Frontend Development 27 min read

Inside the TypeScript Compiler: How Scanning, Parsing, Binding, Checking, and Emitting Transform Code

This article explains the inner workings of the TypeScript compiler, detailing each stage—from scanning source code into tokens, parsing tokens into an AST, binding symbols, performing type checking, to emitting JavaScript and declaration files—while providing code examples and diagrams of the process.

ELab Team

Jan 23, 2022

Inside the TypeScript Compiler: How Scanning, Parsing, Binding, Checking, and Emitting Transform Code

Introduction

The TypeScript compiler adds static type checking to JavaScript, allowing early detection of type mismatches and providing editor assistance for large projects.

Key Components

Scanner: lexical analysis that generates a token stream.

Parser: builds an abstract syntax tree (AST) from tokens.

Binder: creates symbols and links them to AST nodes, forming the semantic model.

Checker: performs type checking on the bound AST.

Emitter: outputs compiled JavaScript files and declaration files (.d.ts).

Processing Flow

For source code, the scanner performs lexical analysis and produces a token stream.

The parser assembles the tokens into an AST.

The binder generates symbols and binds each AST node to its corresponding symbol.

The checker examines the processed AST and performs type checking.

The emitter generates JavaScript code and declaration files from the final AST.

Scanner

What is a token

In this context, a token is a lexical marker, not an authentication token.
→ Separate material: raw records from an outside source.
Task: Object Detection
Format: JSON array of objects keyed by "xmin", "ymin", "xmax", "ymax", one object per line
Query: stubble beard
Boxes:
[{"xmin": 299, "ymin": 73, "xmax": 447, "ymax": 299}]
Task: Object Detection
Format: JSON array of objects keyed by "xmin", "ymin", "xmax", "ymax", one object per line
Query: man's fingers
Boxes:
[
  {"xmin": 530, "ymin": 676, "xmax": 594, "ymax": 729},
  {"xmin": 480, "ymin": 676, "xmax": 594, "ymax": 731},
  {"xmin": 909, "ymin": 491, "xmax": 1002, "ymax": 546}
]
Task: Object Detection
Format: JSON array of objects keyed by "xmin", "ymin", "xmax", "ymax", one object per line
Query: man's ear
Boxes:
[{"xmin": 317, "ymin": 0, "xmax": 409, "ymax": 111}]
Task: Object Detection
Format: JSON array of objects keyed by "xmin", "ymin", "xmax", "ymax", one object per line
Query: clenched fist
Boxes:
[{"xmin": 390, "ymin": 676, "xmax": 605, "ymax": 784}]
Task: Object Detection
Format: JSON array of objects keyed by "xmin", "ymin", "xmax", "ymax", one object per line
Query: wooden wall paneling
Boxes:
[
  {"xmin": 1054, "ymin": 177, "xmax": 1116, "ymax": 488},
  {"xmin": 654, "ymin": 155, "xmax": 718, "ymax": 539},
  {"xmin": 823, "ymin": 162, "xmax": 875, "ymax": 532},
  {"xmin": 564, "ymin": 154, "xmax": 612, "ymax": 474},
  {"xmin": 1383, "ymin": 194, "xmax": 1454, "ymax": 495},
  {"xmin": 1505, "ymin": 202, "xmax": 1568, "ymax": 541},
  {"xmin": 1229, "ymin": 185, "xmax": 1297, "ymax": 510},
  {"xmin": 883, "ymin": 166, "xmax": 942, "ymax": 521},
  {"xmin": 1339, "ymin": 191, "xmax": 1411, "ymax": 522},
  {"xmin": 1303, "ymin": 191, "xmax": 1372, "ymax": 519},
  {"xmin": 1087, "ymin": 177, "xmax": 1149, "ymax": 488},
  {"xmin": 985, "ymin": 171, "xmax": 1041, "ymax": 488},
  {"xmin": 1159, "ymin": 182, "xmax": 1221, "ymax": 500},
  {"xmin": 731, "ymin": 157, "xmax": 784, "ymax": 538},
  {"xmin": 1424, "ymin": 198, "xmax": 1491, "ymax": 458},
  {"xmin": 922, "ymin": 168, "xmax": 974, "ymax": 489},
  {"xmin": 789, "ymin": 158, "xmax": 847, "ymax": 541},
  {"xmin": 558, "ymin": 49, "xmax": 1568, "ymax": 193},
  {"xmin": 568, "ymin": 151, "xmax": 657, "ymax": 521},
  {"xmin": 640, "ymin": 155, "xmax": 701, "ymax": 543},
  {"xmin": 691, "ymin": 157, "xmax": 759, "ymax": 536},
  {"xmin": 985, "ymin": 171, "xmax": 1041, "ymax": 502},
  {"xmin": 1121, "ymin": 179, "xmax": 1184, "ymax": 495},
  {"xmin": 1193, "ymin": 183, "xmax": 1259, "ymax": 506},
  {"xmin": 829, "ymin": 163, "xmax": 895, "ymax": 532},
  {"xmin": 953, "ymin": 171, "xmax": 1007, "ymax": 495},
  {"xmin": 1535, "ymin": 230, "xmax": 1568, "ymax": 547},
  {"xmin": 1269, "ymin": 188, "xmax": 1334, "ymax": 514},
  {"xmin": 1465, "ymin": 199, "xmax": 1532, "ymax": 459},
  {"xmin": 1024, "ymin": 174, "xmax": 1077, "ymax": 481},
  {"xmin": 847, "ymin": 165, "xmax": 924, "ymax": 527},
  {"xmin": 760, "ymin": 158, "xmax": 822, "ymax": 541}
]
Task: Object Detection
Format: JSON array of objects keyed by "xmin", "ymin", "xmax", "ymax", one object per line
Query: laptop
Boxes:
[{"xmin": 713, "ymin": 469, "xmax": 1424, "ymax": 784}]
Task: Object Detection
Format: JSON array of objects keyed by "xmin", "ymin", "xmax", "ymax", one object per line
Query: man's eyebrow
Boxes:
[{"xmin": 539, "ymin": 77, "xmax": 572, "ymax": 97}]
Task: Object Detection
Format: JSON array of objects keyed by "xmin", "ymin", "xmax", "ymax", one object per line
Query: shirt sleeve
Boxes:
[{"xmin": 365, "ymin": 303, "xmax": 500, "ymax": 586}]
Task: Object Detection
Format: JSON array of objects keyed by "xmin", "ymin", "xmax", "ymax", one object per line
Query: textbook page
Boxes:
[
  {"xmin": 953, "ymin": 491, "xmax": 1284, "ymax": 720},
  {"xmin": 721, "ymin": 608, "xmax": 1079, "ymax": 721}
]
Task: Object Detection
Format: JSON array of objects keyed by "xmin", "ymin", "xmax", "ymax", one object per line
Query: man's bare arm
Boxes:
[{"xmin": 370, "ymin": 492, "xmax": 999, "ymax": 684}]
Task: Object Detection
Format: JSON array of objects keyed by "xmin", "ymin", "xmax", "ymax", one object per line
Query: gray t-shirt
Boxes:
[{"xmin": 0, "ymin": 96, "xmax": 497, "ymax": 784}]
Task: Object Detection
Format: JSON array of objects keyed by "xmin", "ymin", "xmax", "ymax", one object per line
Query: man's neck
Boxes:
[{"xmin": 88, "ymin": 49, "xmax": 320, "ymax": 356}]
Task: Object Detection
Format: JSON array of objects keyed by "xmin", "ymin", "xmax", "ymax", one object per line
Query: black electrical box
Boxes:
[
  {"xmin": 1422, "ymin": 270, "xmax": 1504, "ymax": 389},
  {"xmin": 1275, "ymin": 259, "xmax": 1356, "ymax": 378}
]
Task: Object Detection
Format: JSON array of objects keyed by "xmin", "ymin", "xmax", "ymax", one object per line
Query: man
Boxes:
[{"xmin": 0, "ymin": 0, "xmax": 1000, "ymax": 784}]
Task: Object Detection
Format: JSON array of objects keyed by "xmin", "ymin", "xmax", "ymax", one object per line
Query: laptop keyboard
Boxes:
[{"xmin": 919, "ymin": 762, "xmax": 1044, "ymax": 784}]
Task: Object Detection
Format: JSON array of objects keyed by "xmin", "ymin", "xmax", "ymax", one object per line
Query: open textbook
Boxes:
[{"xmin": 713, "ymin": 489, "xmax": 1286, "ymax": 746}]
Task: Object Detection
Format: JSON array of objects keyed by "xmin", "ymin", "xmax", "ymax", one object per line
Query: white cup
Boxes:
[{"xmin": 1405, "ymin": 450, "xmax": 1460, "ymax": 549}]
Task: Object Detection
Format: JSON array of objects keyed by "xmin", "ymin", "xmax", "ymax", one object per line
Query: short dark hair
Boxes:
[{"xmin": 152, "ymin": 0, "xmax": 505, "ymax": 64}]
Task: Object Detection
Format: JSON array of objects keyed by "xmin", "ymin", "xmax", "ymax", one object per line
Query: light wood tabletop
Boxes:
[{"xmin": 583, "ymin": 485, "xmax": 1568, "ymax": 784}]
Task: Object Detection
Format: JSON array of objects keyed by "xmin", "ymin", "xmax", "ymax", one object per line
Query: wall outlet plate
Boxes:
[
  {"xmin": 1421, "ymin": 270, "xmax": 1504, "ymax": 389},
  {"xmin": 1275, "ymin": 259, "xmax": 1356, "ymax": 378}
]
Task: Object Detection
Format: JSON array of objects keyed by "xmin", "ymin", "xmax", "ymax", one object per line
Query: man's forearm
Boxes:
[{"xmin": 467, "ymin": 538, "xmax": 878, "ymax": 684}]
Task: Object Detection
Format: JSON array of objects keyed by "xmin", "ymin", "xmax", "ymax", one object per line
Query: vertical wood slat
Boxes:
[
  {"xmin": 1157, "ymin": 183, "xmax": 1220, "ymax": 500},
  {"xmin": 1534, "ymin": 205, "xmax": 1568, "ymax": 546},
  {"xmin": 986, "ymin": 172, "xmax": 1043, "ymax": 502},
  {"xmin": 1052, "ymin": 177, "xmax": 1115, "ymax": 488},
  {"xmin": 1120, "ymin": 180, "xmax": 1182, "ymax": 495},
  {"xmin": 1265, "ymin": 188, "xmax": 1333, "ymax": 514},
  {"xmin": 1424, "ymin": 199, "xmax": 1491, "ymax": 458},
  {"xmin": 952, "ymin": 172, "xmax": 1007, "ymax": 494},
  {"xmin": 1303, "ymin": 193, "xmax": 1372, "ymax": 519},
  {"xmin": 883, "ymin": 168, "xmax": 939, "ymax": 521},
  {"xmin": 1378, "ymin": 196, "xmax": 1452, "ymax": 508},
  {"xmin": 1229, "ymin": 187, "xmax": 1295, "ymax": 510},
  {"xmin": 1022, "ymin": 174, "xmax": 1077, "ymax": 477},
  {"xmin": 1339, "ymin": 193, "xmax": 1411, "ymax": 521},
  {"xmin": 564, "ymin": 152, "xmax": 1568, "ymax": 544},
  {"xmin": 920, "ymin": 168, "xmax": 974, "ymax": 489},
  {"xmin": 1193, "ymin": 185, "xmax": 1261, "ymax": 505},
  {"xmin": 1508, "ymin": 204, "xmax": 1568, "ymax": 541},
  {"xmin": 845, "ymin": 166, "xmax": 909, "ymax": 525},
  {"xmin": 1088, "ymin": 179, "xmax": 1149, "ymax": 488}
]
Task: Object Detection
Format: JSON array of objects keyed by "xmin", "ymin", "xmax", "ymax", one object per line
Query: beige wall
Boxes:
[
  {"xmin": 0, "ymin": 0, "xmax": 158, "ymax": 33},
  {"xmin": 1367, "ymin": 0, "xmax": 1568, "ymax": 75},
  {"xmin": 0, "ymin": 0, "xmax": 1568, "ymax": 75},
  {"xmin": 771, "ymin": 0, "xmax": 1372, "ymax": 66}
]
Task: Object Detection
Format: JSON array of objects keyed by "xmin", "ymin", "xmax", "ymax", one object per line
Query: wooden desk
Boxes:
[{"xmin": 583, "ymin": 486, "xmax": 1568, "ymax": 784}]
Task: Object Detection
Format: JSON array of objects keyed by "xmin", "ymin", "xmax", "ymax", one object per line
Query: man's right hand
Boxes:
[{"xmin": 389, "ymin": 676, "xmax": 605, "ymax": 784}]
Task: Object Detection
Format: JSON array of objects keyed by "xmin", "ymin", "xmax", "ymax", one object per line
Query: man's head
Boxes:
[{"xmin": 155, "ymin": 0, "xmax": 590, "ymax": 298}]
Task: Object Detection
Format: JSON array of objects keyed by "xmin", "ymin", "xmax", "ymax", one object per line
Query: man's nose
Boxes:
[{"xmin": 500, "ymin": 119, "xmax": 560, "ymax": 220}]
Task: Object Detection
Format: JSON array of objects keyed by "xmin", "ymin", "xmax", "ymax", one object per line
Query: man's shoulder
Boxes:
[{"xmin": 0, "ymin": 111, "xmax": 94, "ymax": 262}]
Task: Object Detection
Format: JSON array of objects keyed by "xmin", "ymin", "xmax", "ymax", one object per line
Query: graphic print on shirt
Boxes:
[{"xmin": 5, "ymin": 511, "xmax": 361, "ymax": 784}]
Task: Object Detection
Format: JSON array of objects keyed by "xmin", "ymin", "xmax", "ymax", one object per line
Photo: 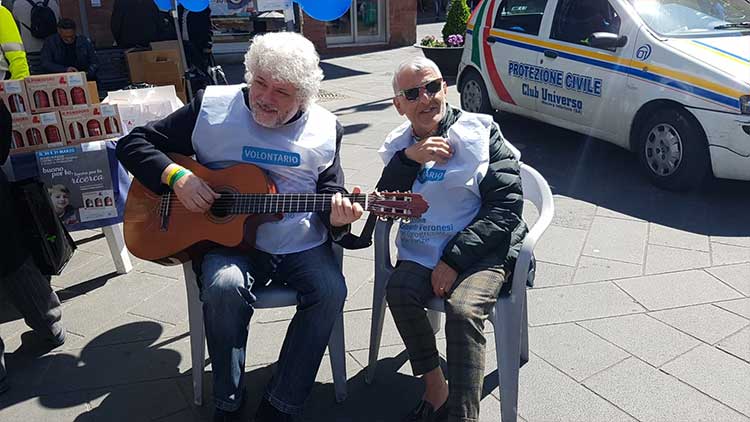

The scanner classifies each lexical unit into a token type.

For example, the line const a = 1; contains tokens for the keyword const, identifier a, numeric literal 1, and the semicolon.

The compiler enumerates all token types in type.ts using the SyntaxKind enum, which also stores AST node kinds used later by the parser.

export const enum SyntaxKind {
    Unknown,
    EndOfFileToken,
    SingleLineCommentTrivia,
    MultiLineCommentTrivia,
    NewLineTrivia,
    WhitespaceTrivia,
    ShebangTrivia,
    ConflictMarkerTrivia,
    NumericLiteral,
    BigIntLiteral,
    StringLiteral,
    JsxText,
    JsxTextAllWhiteSpaces,
    // ...(more)
}

Character handling

Before describing the scanner’s workflow, a few functions related to character handling are introduced.

CharacterCodes

export const enum CharacterCodes {
    _ = 0x5F,
    $ = 0x24,
    _0 = 0x30,
    _1 = 0x31,
    _2 = 0x32,
    _3 = 0x33,
    _4 = 0x34,
    _5 = 0x35,
    _6 = 0x36,
    _7 = 0x37,
    _8 = 0x38,
    _9 = 0x39,
    a = 0x61,
    b = 0x62,
    c = 0x63,
    d = 0x64,
    e = 0x65,
    f = 0x66,
    g = 0x67,
    h = 0x68,
    // ...(more)
}

The compiler maps Unicode code points to readable names via this enum.

Character classification

Most character checks rely on CharacterCodes. Examples:

export function isWhiteSpaceLike(ch: number): boolean {
    return isWhiteSpaceSingleLine(ch) || isLineBreak(ch);
}

export function isLineBreak(ch: number): boolean {
    return ch === CharacterCodes.lineFeed ||
           ch === CharacterCodes.carriageReturn ||
           ch === CharacterCodes.lineSeparator ||
           ch === CharacterCodes.paragraphSeparator;
}

function isDigit(ch: number): boolean {
    return ch >= CharacterCodes._0 && ch <= CharacterCodes._9;
}

Identifier detection

The compiler uses isUnicodeIdentifierStart and isUnicodeIdentifierPart to decide whether a character can start or continue an identifier.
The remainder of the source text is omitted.